Suç duyurusunda Gökçek’in “4,5 km’lik yolu bir gecede açarak rekor kırdı” sözlerinin itiraf niteliğinde olduğu savunularak yol yapımının ‘hukuksuz, kanunsuz ve usülsüz’ olduğu belirtildi.

 

‘Belediye yetkili değil’

Suç duyurusunda şunları kaydedildi:

“Sonuç olarak; yol güzergahı geçirilen alan her durumda orman rejimine tabidir. Mülkiyet devri değil, izin söz konusudur. Orman ve Su İşleri Bakanlığı’nca izin verilmiş olsa bile ODTÜ Ormanında yol inşaatı dışında ormanla ilgili yapılacak iş ve işlemler Orman Kanunu’na tabidir.

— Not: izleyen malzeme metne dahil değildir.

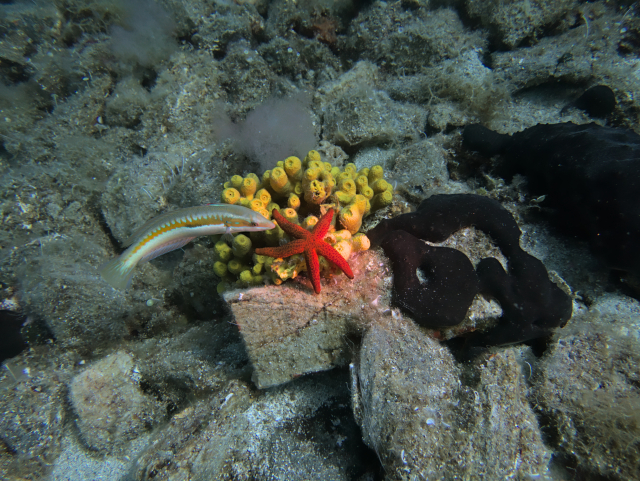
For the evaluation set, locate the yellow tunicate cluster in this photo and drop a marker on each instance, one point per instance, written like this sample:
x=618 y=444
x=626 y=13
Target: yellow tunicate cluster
x=302 y=190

Ankara Büyükşehir Belediyesinin ağaç kesme ve başka yerlere taşıma yetkisi olamaz.

Yapılacak yol için Ankara Büyükşehir Belediyesi’nin ODTÜ’den izin alması ya da ODTÜ’nün Ankara Büyükşehir Belediyesi’ne izin vermesi değil, orman sahibi olarak ODTÜ’nün Orman Genel Müdürlüğü’nden izin alması gerekir. Böylesi bir izin için ise; kesilecek ağaçların yer (bölme ve bölmecik), cins/tür ve hacimlerinin plan verilerine göre gösterileceği Olağanüstü Hasılat Etası Raporu hazırlanması ve Raporun onaylanması zorunludur.

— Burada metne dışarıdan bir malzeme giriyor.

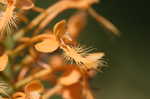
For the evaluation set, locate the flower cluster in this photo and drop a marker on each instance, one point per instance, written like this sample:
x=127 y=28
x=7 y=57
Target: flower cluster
x=32 y=54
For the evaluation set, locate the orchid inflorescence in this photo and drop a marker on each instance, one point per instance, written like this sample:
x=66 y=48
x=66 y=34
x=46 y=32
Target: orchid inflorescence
x=37 y=52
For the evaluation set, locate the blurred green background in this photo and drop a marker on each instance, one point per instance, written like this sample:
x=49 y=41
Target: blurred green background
x=128 y=56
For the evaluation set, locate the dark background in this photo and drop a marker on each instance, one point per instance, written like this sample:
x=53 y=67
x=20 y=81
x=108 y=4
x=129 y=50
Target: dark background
x=128 y=56
x=127 y=76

Uygulama aşamasında ise kesilmesi öngörülen ağaçların damgalanması, Dikili Kesim Zabıtnamesi hazırlanması; kesilen ağaçların alandan çıkarılıp başka yerlere taşınabilmesi için ise Nakliye Tezkeresi düzenlenmesi gerekir. Usulüne uygun kesilip nakil edilmeyen orman ürünleri, kolluk kuvvetleri tarafından yakalandığında ‘kaçak’ işlemi görür. Ağaçların sökülüp başka yere taşınması da izin alınmasını ve Nakliye Tezkeresi düzenlenmesini gerektirir.

Orman Kanununun 14. Madde’sinin A fıkrası uyarınca ‘Yetişmiş veya yetiştirilmiş fidanları kesmek, sökmek, ekim sahalarını bozmak, yaş ağaçları boğmak, yaralamak, tepelerini veya dallarını kesmek veya koparmak veya ağaçlardan yalamuk, pedavra hartama çıkarmak’, B fıkrası uyarınca ‘Dikili yaş veya kuru ağaçları kesmek veya bunları kökünden sökmek’, yasaktır ve suçtur!”

 

(Diken)

Almanya’da “nefret söylemi” yasası uygulamada: 50 milyon Euro’ya kadar ceza

Almanya, sosyal medya sitelerine yönelik “nefret söylemi” yasasını uygulamaya koydu. Yeni yasayla birlikte sosyal medya şirketlerinin “yasadışı olduğu açık” içerikleri kaldırmaları zorunlu olacak.

2 milyonun üzerinde Alman kullanıcısı olan şirketleri kapsayan yasaya göre, bu içeriklerin 24 saat içerisinde kaldırılmaması durumunda şirketlere ceza verilecek.

Şirketlere verilebilecek cezalar için 50 milyon Euro sınır konulurken, 24 saat sınırının bu yasayı mevcut en sert yasa yaptığı aktarılıyor.